La Norme de santé et de sécurité psychologiques en milieu de travail de la CSA soutient que l’engagement dans des activités qui favorisent la santé mentale et réduisent le risque de dommages psychologiques, comme le fait de se morfondre, devrait être considéré comme un impératif stratégique pour les organisations.

En plus de protéger les employés contre des dommages psychologiques et physiques inutiles, il est prouvé que la création d’un environnement qui permet aux employeurs de s’épanouir et l’instauration d’une solide stratégie de santé mentale fondée sur des résultats mesurables peuvent améliorer considérablement les résultats financiers. Les employés épanouis ont un rendement plus significatif que leurs collègues qui se morfondent, et les employés les plus heureux sont les plus rentables.

Assurez-vous de disposer des données et des recherches nécessaires pour soutenir votre investissement.

La santé mentale au travail est en pleine évolution. Ainsi, les PDG, les conseils d’administration et les hauts dirigeants ont besoin de données et d’évaluations constantes pour constater que la création d’un milieu de travail psychologiquement sain et sécuritaire a un effet considérable sur le rendement organisationnel.

  1. Obtenir une base de référence. Utilisez des sondages sur l’engagement des employés, des évaluations comme l’indice de santé mentale, des groupes de discussion, des réunions d’équipe et des entretiens individuels pour déterminer vos trois programmes ou politiques qui contribuent principalement à générer des émotions positives chez les employés et trois autres qui provoquent des sentiments désagréables qui épuisent les employés.
  2. Définir les coûts de l’inaction. Calculez ce qu’il en coûte de ne rien faire pour améliorer la santé mentale en milieu de travail ou de continuer à faire ce que vous faites (si le plan d’action mis en place ne fonctionne pas). Recueillez des données de base sur les facteurs qui augmentent les coûts, tels que les pertes de temps ou les préoccupations liées à des exigences professionnelles excessives. Comprendre les risques financiers d’une faible santé mentale des employés peut être un puissant catalyseur de changement.
  3. Reconnaître les déterminants sociaux de la santé. Répondez-vous aux besoins fondamentaux des employés? De nombreuses recherches montrent que des besoins de base tels que le logement, l’alimentation, la capacité à payer les factures et l’accès aux soins médicaux sont tous essentiels au bien-être général. Examinez vos politiques et programmes pour confirmer qu’ils abordent ces besoins fondamentaux et assurez-vous qu’ils sont conçus pour aider les employés à s’épanouir.

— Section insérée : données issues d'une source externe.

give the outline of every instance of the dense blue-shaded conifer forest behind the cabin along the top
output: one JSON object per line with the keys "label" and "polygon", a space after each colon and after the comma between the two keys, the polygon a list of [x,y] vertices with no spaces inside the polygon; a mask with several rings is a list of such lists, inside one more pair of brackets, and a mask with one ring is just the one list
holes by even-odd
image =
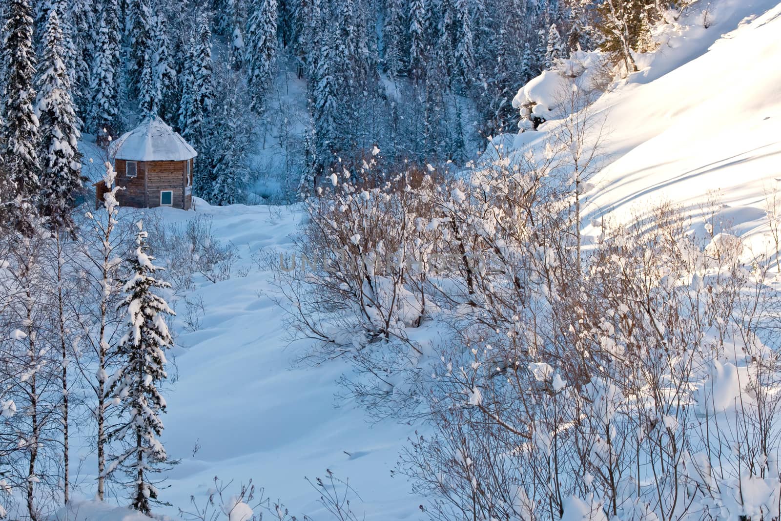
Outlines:
{"label": "dense blue-shaded conifer forest behind the cabin along the top", "polygon": [[[62,62],[56,76],[66,80],[74,130],[105,143],[159,114],[200,152],[195,193],[221,203],[241,198],[255,142],[290,123],[275,119],[289,104],[280,95],[280,71],[305,80],[308,99],[308,116],[299,122],[308,130],[282,145],[286,157],[294,156],[284,164],[288,187],[299,177],[307,186],[339,159],[355,161],[374,146],[394,161],[462,162],[485,137],[514,130],[515,91],[570,51],[598,45],[634,70],[632,53],[652,45],[650,28],[676,4],[40,0],[27,5],[33,24],[22,27],[17,3],[4,16],[9,72],[2,85],[9,92],[34,95],[19,75],[31,78],[36,56],[44,58],[55,12]],[[9,60],[20,66],[7,68]],[[37,131],[30,100],[5,99],[4,146],[30,147],[38,139],[26,135]],[[234,119],[228,125],[227,113]],[[235,145],[213,148],[226,142]],[[11,162],[20,166],[8,168],[20,186],[16,204],[24,205],[42,166],[29,153],[17,156]]]}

La relation employeur-employé est redéfinie en raison de la pandémie. « La grande démission » témoigne de l’évolution du contrat entre employeurs et employés. Investir dans la santé mentale en milieu de travail n’est plus simplement une bonne chose à faire, mais plutôt un impératif pour attirer et maintenir en poste des employés talentueux. Les initiatives ponctuelles et les programmes sporadiques ne suffisent plus. Un engagement et un suivi à long terme sont de mise. Mettre ainsi l’accent sur la santé mentale aide à atténuer les risques liés au roulement du personnel et à l’absentéisme, en plus de permettre aux employés de travailler au maximum de leur potentiel.